Позади господского дома был фруктовый сад, а за ним – senzalas[11] с низкой крышей; раньше в них жили рабы, а теперь – слуги. Из всей прислуги только нам с Неной позволялось ночевать в господском доме, мы были на особом положении. На Нене этот особый статус сказывался не так, как на мне. Я была Ослица – ниже нижнего в строгой иерархии господского дома, – и горничные и лакеи не упускали случая напомнить мне об этом. Они колотили меня, щипали за шею, бранились и плевали в меня. Они лупили меня деревянными ложками и натирали вход на половину прислуги салом, чтобы я поскользнулась и упала. Они запирали меня в вонючем отхожем месте, и мне приходилось вышибать дверь. Нена знала об этих выходках, но не пресекала их.

– Кухня есть кухня, – говорила она. – Хорошо еще, что парни не лезут тебе под юбку. Хотя скоро начнут.
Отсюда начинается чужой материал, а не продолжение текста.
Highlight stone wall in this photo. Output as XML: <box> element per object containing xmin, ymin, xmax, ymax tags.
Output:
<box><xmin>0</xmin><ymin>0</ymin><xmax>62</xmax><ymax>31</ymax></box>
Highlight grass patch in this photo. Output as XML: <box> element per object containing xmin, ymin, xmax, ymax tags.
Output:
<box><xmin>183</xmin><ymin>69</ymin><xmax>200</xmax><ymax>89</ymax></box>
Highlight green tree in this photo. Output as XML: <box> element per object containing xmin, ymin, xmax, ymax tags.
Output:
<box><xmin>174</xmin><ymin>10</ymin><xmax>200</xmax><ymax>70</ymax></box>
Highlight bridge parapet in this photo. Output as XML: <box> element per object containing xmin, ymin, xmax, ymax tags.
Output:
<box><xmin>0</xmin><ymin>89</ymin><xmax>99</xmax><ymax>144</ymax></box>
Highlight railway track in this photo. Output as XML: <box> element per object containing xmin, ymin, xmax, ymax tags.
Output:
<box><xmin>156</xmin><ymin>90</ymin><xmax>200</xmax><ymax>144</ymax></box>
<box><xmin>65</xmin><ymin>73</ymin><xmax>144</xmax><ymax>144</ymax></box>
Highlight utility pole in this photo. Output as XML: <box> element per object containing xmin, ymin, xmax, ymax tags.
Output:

Поэтому учись защищаться уже сейчас.

Снова и снова она наставляла меня:

Старайся не поднимать головы.

Старайся не попадаться на глаза.

Старайся всем быть полезной.

Если я бывала невнимательна к ее наставлениям, она била меня деревянной ложкой, стегала старым кожаным ремнем или просто лупила голыми руками. Побоев я боялась, но не считала их чем-то ненормальным или плохим, я просто не знала, как еще можно выражать свои чувства, не знала этого и Нена. При помощи тумаков она учила меня тому, что не могла облечь в слова, она давала мне уроки, чтобы у меня был шанс выжить. На кухне Нены было безопасно – но и только там. Я была существом без семьи и без денег. Еще один голодный рот. Хуже того, я была девочкой. Хозяева в любой момент могли вышвырнуть меня из дома в море сахарного тростника, предоставив заботиться о себе самой. А что могла предложить миру некрасивая маленькая девочка, кроме своего тела? И я научилась отчаянно защищать это тело – от конюхов, рабочих, ото всех, кто попытался бы воспользоваться им. В то же время я училась быть полезной, старательно выполнять приказы хозяев, а лучше вообще не попадаться им на глаза. Невидимая, я оставалась в безопасности.

И пока девочки вроде Грасы наряжали кукол, я училась играть совсем в другие игры. В те, где сила означала власть, а ум – выживание.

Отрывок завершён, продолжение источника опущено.